Rodolf van Stade
Rodolf I van Stade | ||
---|---|---|
-1124 | ||
Markgraaf van de Noordmark | ||
Periode | 1106-1115 | |
Voorganger | Udo II | |
Opvolger | Hendrik II | |
Vader | Udo I van Stade | |
Moeder | Oda van Werl |
Rodolf I van Stade (gestorven 1124) was een zoon van Udo I van Stade en Oda van Werl. Hij kreeg in 1106 het bestuur over de Noordmark van keizer Hendrik V voor acht jaar, op voorwaarde dat hij zijn neef Hendrik op zou voeden en zou onderhouden.[1] Toen in 1112 de keizer verbolgen was over het gedrag van hertog Lotharius van Saksen en van markgraaf Rodolf, omdat zij Frederik graaf van Stade vasthielden, leverde die beiden uit aan de landdag van Goslar.[2] Otto van Ballenstedt kreeg het hertogdom toegewezen en Helperik, graaf van Prosecke, kreeg het markgraafschap.[2] Kort nadien verzoenden zij zich en kregen zij hun bezittingen terug.

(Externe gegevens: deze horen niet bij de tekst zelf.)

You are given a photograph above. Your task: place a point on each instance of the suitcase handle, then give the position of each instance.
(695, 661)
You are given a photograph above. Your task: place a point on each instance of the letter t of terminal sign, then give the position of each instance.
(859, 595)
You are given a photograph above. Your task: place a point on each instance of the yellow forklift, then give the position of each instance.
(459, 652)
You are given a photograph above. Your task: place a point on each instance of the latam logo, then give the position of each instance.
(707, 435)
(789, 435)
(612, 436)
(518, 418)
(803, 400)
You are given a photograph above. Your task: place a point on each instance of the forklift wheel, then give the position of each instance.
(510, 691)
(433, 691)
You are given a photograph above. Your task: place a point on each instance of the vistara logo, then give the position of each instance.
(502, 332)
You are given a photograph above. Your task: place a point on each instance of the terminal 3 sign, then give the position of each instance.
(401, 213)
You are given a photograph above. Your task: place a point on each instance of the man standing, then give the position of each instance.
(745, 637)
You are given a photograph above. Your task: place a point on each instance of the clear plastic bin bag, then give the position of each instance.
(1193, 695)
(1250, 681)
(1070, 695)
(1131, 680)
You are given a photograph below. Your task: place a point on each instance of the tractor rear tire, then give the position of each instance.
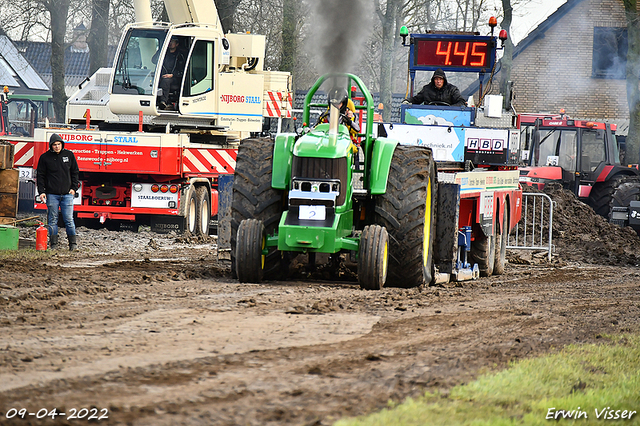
(203, 212)
(601, 194)
(502, 236)
(373, 257)
(249, 258)
(254, 198)
(628, 190)
(483, 252)
(407, 210)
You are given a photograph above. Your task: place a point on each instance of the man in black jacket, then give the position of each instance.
(58, 181)
(171, 72)
(438, 91)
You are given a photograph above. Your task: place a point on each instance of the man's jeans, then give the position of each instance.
(65, 204)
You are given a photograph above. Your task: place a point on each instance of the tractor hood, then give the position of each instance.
(320, 143)
(539, 176)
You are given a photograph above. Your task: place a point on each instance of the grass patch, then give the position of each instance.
(25, 255)
(581, 378)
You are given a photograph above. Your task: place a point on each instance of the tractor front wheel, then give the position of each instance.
(373, 257)
(250, 242)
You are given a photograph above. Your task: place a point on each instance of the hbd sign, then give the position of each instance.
(481, 144)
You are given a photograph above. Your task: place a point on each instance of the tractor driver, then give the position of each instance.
(338, 97)
(438, 92)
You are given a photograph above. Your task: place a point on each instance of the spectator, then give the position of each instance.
(58, 181)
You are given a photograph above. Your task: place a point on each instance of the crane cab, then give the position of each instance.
(222, 82)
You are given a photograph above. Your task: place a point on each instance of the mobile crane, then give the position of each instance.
(140, 164)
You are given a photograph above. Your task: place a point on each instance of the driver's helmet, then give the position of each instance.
(338, 97)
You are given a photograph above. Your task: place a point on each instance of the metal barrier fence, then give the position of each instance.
(534, 231)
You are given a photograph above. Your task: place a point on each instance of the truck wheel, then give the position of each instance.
(373, 257)
(249, 258)
(254, 198)
(203, 212)
(501, 243)
(483, 252)
(601, 194)
(191, 213)
(407, 210)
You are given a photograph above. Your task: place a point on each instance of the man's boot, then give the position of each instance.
(53, 242)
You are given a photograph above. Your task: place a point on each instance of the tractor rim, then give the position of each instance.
(427, 225)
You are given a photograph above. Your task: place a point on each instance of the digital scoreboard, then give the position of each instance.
(452, 52)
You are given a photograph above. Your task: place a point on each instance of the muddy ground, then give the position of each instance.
(151, 329)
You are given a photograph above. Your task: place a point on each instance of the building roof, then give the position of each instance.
(537, 33)
(76, 62)
(17, 73)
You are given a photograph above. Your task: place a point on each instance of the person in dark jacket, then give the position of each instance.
(58, 181)
(438, 91)
(171, 72)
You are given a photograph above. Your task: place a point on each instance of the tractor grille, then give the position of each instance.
(322, 168)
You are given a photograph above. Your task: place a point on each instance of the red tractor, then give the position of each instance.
(582, 155)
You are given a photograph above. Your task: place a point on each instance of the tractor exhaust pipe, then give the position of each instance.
(334, 122)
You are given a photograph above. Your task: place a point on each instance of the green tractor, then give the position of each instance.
(332, 189)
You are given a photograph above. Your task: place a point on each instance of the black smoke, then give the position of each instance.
(340, 29)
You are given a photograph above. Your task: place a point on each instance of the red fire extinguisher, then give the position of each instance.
(41, 237)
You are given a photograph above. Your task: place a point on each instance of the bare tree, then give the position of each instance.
(58, 11)
(507, 57)
(633, 71)
(226, 12)
(98, 46)
(389, 17)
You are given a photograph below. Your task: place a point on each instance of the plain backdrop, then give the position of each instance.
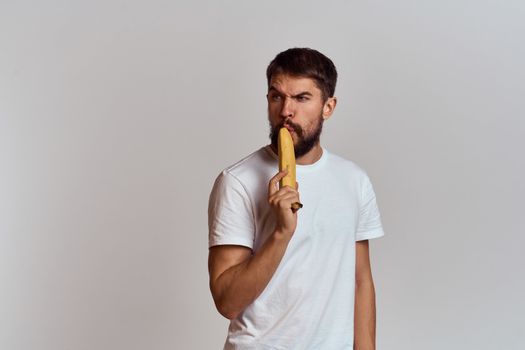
(116, 117)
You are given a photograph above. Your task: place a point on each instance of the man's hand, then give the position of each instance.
(281, 201)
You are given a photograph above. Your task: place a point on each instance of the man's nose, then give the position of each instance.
(287, 109)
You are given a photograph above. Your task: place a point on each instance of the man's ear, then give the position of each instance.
(329, 107)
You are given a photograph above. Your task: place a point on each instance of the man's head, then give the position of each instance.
(301, 86)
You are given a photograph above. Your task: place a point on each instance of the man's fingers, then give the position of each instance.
(284, 198)
(273, 186)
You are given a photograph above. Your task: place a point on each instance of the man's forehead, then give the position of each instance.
(293, 84)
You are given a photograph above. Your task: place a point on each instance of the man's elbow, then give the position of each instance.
(226, 310)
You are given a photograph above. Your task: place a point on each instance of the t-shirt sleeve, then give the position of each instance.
(369, 219)
(230, 214)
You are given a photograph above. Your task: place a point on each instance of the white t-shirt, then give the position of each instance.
(309, 302)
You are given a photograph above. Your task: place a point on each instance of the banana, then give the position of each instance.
(287, 161)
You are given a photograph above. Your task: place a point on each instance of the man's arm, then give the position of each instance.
(237, 277)
(365, 309)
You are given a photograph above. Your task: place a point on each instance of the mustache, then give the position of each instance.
(295, 127)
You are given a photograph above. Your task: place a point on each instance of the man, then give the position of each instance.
(286, 279)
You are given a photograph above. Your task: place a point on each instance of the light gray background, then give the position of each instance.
(116, 117)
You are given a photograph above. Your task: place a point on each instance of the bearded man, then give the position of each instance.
(292, 279)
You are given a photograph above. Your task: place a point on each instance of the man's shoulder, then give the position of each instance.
(252, 166)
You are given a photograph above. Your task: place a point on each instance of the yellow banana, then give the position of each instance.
(287, 161)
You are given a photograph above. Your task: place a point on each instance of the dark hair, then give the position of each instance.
(305, 62)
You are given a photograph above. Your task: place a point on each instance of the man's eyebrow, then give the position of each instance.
(303, 93)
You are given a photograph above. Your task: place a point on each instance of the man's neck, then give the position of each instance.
(309, 158)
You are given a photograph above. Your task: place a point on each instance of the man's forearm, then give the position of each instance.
(241, 284)
(364, 316)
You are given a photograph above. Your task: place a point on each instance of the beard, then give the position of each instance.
(305, 142)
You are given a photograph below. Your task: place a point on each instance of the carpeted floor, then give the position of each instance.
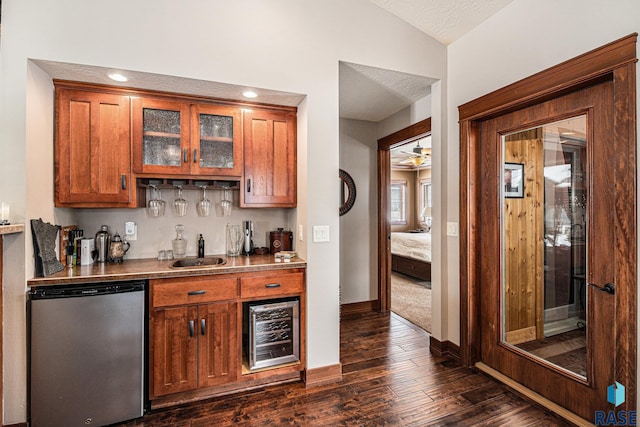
(411, 299)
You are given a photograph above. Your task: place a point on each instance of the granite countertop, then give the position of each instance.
(151, 268)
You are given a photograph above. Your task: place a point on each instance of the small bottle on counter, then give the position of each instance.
(200, 247)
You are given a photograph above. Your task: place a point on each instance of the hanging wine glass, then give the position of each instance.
(204, 205)
(155, 206)
(180, 204)
(225, 203)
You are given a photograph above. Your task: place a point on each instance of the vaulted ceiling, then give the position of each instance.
(373, 94)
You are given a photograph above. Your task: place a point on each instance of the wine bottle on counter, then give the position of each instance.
(200, 247)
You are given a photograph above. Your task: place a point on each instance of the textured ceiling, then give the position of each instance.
(444, 20)
(138, 80)
(366, 93)
(373, 94)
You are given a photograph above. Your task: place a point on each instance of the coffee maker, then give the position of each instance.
(247, 231)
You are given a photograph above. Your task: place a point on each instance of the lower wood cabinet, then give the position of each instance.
(193, 346)
(195, 333)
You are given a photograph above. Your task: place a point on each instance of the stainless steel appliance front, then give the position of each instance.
(86, 354)
(273, 337)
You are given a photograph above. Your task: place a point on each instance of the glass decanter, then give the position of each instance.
(179, 243)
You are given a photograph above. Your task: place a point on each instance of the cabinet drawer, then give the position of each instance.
(272, 285)
(166, 292)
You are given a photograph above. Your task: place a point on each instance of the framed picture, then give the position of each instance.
(513, 180)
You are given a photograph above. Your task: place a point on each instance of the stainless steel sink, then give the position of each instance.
(199, 262)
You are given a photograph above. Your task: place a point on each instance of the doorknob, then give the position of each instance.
(609, 288)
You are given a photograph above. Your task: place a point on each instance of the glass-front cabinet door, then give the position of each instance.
(180, 138)
(160, 136)
(216, 146)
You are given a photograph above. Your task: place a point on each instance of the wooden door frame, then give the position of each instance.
(385, 144)
(615, 61)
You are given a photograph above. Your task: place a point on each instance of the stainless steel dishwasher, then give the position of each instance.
(86, 354)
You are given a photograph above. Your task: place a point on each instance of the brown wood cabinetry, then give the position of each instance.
(107, 138)
(271, 285)
(172, 137)
(92, 149)
(193, 334)
(269, 159)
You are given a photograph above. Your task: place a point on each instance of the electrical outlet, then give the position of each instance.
(320, 233)
(130, 231)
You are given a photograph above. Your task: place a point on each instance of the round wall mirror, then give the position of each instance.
(347, 192)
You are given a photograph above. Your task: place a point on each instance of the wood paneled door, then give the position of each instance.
(548, 228)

Rodolf gaf in 1115 het markgraafschap aan Hendrik II, zoon van zijn broer Udo II, en stierf in 1124. Hij was gehuwd met Richardis, dochter van burggraaf Herman van Maagdenburg, en werd de vader van:
- Udo III
- Rodolf, graaf van Dithmarsen, Franckleben en Stade
- Hartwig, aartsbisschop van Bremen
- Luitgardis, gehuwd met paltsgraaf Frederik van Saksen, met koning Erik III van Denemarken en met Herman van Winzenburg
Noten
[bewerken | brontekst bewerken]- ↑ Annalista Saxo a. 1106 (= G.H. Pertz (ed.), Monumenta Germaniae Historica, Scriptores, IV, Hannover, 1844, pp. 744).
- ↑ a b Annalista Saxo a. 1112 (= G.H. Pertz (ed.), Monumenta Germaniae Historica, Scriptores, IV, Hannover, 1844, pp. 749).